Can AI models rival humans in anonymising patient data?
Researchers from the University of Oxford have benchmarked artificial intelligence (AI) tools capable of automatically removing personal information from patient electronic health records in a key step towards enabling large-scale, confidential medical research.
As healthcare becomes digitised, the wealth of information stored in millions of electronic health records (EHRs) is providing a valuable resource. These routinely collected data are driving advances in research, education, and quality improvement. But the increasing interest in using EHRs to train deep-learning models aimed at improving patient outcomes, is raising questions over whether current de-identification methods are robust enough to fully protect patient privacy.
“Patient confidentiality is essential to building public trust in healthcare research,” said Dr Rachel Kuo, NIHR Doctoral Research Fellow at Oxford University. “Manual redaction of personally identifiable information such as patient names or locations is time-consuming and expensive. Automated de-identification could alleviate this burden, but we need to be sure that software could meet an acceptable standard of performance.”
The study, published in iScience was a collaboration between Dr Kuo and Professor Dominic Furniss from the Nuffield Department of Orthopaedics, Rheumatology and Musculoskeletal Sciences, Dr Andrew Soltan from the Department of Oncology, and Professor David Eyre from the Big Data Institute.
The research, which looked at routinely collected data from Oxford University Hospitals, was supported by the NIHR Oxford Biomedical Research Centre. It evaluated the ability of large language models (LLMs) and purpose-built software tools to detect and remove patient names, dates, medical record numbers, and other identifiers from real-world records, without altering clinical content.
The first step was to test the ability of a human to anonymise the data. The team manually redacted 3,650 medical records, compared and corrected the data until they had a complete set to use as a benchmark. They then compared two task-specific de-identification software tools (Microsoft Azure and AnonCAT) and five general-purpose LLMs, including GPT-4, GPT-3.5, Llama-3, Phi-3, and Gemma for redacting identifiable information.
Microsoft’s Azure de-identification service achieved the highest performance overall, closely matching human reviewers. GPT-4 also performed strongly, demonstrating that modern language models can accurately remove identifiers with minimal fine-tuning or task-specific training.
“One of our most promising findings was that we don't need to retrain complex AI models from scratch,” explained Dr Soltan, NIHR Academic Clinical Lecturer and Engineering Research Fellow. “We found that some models worked well ‘out of the box’, and that others saw their performance nudged upwards with simple techniques.
“For the general-purpose models, this meant showing them just a handful of examples of what a correctly anonymised record looks like. For the specialised software, one model learned to pick up nuances in our hospital’s data, like the format of telephone extensions, after fine-tuning on just a small sample. This is exciting because it shows a practical path for hospitals to adopt these technologies without manually labelling thousands of patient notes.”
However, the study also revealed risks. Some models produced ‘hallucinations’, where text that was not present in the original record was shown, or occasionally introducing fabricated medical details.
“While some large language models perform impressively, others can generate false or misleading text,” explained Dr Soltan. “This behaviour poses a risk in clinical contexts, and careful validation is critical before deployment.”

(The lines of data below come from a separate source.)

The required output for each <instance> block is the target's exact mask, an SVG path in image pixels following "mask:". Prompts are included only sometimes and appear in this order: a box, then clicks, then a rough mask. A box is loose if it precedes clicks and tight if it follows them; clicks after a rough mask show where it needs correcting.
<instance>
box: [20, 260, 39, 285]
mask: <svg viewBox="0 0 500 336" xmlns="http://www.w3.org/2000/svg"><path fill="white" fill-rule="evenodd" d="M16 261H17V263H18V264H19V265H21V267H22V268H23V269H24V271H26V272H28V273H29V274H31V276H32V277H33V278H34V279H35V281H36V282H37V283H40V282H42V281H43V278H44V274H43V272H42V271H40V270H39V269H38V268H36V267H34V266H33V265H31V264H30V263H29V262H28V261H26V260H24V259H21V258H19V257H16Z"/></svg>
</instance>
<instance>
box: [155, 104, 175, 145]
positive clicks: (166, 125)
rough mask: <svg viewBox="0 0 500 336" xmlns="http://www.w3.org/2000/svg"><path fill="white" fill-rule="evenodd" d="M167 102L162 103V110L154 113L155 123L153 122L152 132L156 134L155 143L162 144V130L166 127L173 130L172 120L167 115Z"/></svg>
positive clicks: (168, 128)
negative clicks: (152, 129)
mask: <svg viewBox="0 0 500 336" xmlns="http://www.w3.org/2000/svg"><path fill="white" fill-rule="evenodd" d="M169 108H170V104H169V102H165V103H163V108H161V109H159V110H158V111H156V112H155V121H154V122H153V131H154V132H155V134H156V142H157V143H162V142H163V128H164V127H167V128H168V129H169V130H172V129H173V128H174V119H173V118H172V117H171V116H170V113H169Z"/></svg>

The researchers concluded that automating de-identification could significantly reduce the time and cost required to prepare clinical data for research, while maintaining patient privacy in compliance with data protection regulations.
“This work shows that AI can be a powerful ally in protecting patient confidentiality,” said Professor Eyre. “But human judgement and strong governance must remain at the centre of any system that handles patient data.”
As well as the NIHR Oxford BRC, the study was supported by Microsoft Research UK, Cancer Research UK, the Engineering and Physical Sciences Research Council (EPSRC).